Fifteen months is the new six months
The principle of Old DLHE was to ask graduates what they were doing on one day, roughly six months after their graduation. As the consultation document notes, this was always controversial, and had arguably become increasingly problematic as a result of “the changed structure of the graduate jobs market and expectations of longer transitions into a settled pattern of activity”. Hence New DLHE proposes to ask graduates what they were doing in one week, roughly fifteen months after graduation.
This feels right, and should produce more reliable data. Notably, there’s a provision that will still capture those on twelve-month MA programmes (“graduates who are surveyed in the September – November period will be asked about the activities they were undertaking during the first week in September”). While these programmes are not always the best way to ensure long-term employability, this commitment will ease transition from Old to New, and be welcome in the sector.
Show us the money
As well as surveying the levels of graduate employment, New DLHE will gather information on salaries. The methods for this investigation remain just a little bit of a work in progress, but will involve a combination of self-declaration in survey-interviews and figures drawn from emerging LEO data-sets.
We’re familiar with these kind of data. They tend to show that if you study economics at the LSE you’re going to make loads of money, and if you study ceramics you’re probably going to make rather less. For most disciplines in between, meanwhile, the average figures tend to be more closely bunched.
So I’d put this in the category of ‘bound to happen, nothing much to be done about it’. My only concern would be the potential uses of the figures. Given the correlation, regardless of one’s degree, between social background and future earnings, one hopes they are never worked into league tables.
But tell us how you really feel about it
The most interesting aspect of the proposals is the inclusion of qualitative questions: or, as the consultation describes them, “‘graduate voice’ measures [designed] to capture alternative ways of measuring graduate success”. The proposed questions include:
- Why did you decide to take up your job?
- My current activity fits with my future plans (agree or disagree)
- My current activity is meaningful and important to me (agree or disagree)
- I am using what I learned during my studies in my current activity (agree or disagree)
This promises to give us some fascinating data, reflecting in particular on the ways in which graduates understand the place of their degrees in their unfolding lives.

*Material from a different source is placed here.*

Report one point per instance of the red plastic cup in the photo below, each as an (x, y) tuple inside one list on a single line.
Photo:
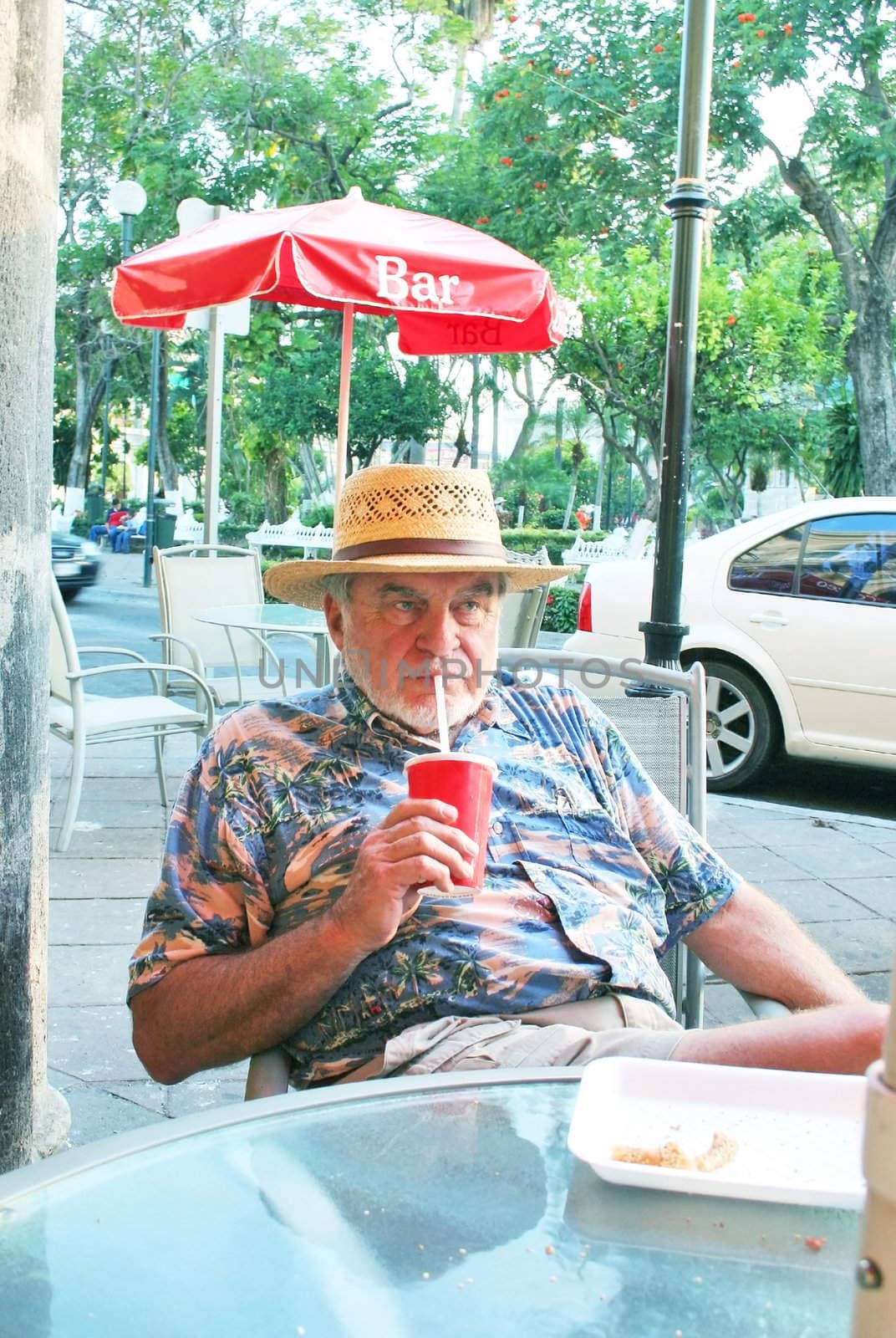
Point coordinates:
[(466, 782)]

Universities will also have the opportunity to add further optional questions. A year ago I facetiously suggested calibrating DLHE with a national happiness index; HESA has opted instead for ‘meaningfulness’.
These questions might prompt academics to think afresh about how we help our students make connections between their learning and their future careers. If Old DLHE has encouraged a utilitarian approach to employability – just getting graduates into jobs – this is altogether more idealistic. This must be a good thing.
But how will these questions be made to matter? I’ll be watching to see whether responses end up being factored into league tables. If this doesn’t happen – and it’s not obvious to see how it would – then their effect will be limited. They could even come to be seen as more trouble than they’re worth.
The rise of the entrepreneur
Entrepreneurship is the new black on UK campuses. Hence the predictability that the definition of ‘graduate employment’ in New DLHE would be adjusted accordingly. It will aim “to capture graduates pursuing non-traditional career-paths, such as those developing creative portfolios or setting up businesses”.
That will be welcomed in particular by academics in creative disciplines, who have argued that Old DLHE fails to recognise the more dynamic and entrepreneurial routes taken by many of their graduates. But the calibration with earnings data may well cut in the other direction, exposing areas where ‘entrepreneurship’ often boils down to taking bar-work while struggling in vain to get a creative career off the ground.
Will it work?
Kind of. Response rates of 70% per provider are predicted on the basis that they do something similar in Australia and get 39% – but, hey, we’ll do it better. This may be a little bit of wishful thinking. I’ll also be curious to see whether some of the idealism – and length – gets whittled away somewhere along the line. But hopefully this is pretty much what we will get; it looks like a better destination than Old DLHE.